Recent domestic and international news do not paint nor project a welcoming and thriving world for them. They will have to learn very quickly that aspects of who they are and where they come from are threats to many and causes of ridicule for some. My task as a father is to prepare them to safely walk in all these uncomfortable shoes.
As I ponder the age appropriateness of various topics we must discuss one day, I cringe and wish I did not have to. I run through how I must teach them to keep their composure and take the high road when without fail they are repeatedly “randomly” selected for additional control at airports. How because of the fears and stereotypes associated with brown men, their conduct must be without reproach; the way they dress, walk, talk and stand must take into account others’ fears and biases. How despite their best efforts, their Christian values will often run counter cultural and will face antagonism. And how, though disconnected from Africa, their names and the way they are raised will echo traditions and customs of the mother land.
Overwhelmed by these thoughts, I take a brief mental break to a world that knows no racial prejudice, no religious intolerance and no ethno-phobia. I dwell there a minute or two and speculate about the secret of its success. I conclude that all its inhabitants have abandoned reductionist notions of identity and embraced a more complex but yet inclusive one: that of sonship with the creator which then extends brotherhood to everyone.
I wake from this mental exercise and stare at the white wall in front of me. One thought is on my mind now: my sons’ identity. Who are they?
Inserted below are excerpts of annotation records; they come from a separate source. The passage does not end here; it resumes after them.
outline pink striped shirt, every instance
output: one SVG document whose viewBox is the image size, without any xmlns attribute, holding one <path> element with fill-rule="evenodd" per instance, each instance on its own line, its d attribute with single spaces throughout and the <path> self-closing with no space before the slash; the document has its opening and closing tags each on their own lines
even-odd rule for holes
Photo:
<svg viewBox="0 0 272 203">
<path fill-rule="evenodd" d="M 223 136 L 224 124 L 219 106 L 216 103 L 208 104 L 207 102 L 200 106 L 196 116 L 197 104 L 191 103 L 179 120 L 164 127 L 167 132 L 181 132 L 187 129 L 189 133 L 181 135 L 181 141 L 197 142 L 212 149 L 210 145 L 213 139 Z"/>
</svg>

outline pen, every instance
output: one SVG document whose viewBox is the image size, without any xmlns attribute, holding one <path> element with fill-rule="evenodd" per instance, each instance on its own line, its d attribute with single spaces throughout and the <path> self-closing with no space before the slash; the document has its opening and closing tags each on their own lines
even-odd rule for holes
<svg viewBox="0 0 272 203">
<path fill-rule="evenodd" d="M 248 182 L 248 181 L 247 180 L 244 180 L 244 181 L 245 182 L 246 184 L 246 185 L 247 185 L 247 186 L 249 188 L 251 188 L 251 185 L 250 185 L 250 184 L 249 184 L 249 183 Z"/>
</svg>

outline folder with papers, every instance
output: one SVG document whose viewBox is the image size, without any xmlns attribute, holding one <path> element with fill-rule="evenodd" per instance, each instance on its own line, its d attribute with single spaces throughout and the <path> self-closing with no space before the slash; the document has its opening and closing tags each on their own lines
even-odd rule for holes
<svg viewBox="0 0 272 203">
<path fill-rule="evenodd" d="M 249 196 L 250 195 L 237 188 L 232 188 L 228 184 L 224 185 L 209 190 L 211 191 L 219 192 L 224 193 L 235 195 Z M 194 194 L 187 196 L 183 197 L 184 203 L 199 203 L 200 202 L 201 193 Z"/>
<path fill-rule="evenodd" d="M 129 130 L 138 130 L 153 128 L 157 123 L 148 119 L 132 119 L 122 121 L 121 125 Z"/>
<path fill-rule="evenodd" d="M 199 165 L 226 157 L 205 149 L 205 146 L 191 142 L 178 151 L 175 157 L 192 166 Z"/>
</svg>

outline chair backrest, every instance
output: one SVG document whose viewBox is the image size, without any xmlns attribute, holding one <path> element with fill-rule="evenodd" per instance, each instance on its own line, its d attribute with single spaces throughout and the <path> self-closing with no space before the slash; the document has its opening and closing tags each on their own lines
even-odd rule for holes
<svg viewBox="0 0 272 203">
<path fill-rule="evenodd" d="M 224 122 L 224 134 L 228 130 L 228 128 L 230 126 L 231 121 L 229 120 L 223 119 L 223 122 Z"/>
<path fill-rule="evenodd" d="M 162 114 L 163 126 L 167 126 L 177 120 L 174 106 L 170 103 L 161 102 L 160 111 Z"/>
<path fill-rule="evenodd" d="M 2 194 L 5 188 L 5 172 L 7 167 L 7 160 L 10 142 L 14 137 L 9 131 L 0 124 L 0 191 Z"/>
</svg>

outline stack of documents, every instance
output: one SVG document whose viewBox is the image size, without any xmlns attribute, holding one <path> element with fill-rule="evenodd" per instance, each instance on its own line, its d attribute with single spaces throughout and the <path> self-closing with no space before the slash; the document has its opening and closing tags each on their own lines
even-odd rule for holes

Where are they from? How will they identify?
With the confluence of so many generations of individual stories and heritages, a simplistic label would be inaccurate and too myopic. Suddenly, three words come to mind: Sons Of God.
The undertone of worry now subsides to a feeling of hope. My task as a father is much simpler. I must teach them to see themselves as Sons of God and others the same way. I grab my guitar and paint the words of this song:
Should I let it go?
Finally take it slow?
Should this be my very last song?
Something for the next generation?
A song from my soul, before I go home?
I think I’ll say it all
Tell my sons that God is Love
And despite the pain in this world
There is one thing that can heal human hearts:
When we answer the call
To be the face of love.
This one last song
I am singing for my sons
These words are for you
I am counting on you
Shine wisdom in the storm
Be gods in human form in this world
You, Could make this world new.
Benin-born artist, educator and author Parfait Bassalé specializes in the use of storytelling, music and reflective inquiry as methods for teaching empathy. When he is not performing his original music in cafés and pubs in Portland, you can catch him in classrooms facilitating empathy workshops using his invention: The Story and Song Centered Pedagogy.
Editor’s note: I met Parfait in 2008 through my work at The Oregonian. At the time, he was pursuing a master’s in international conflict resolution at Portland State University. For a time, he and his wife lived on the same block as us in Northeast Portland. They later moved to another neighborhood but I was delighted to reconnect with Parfait, who is a gentle soul, a fine musician and a terrific father.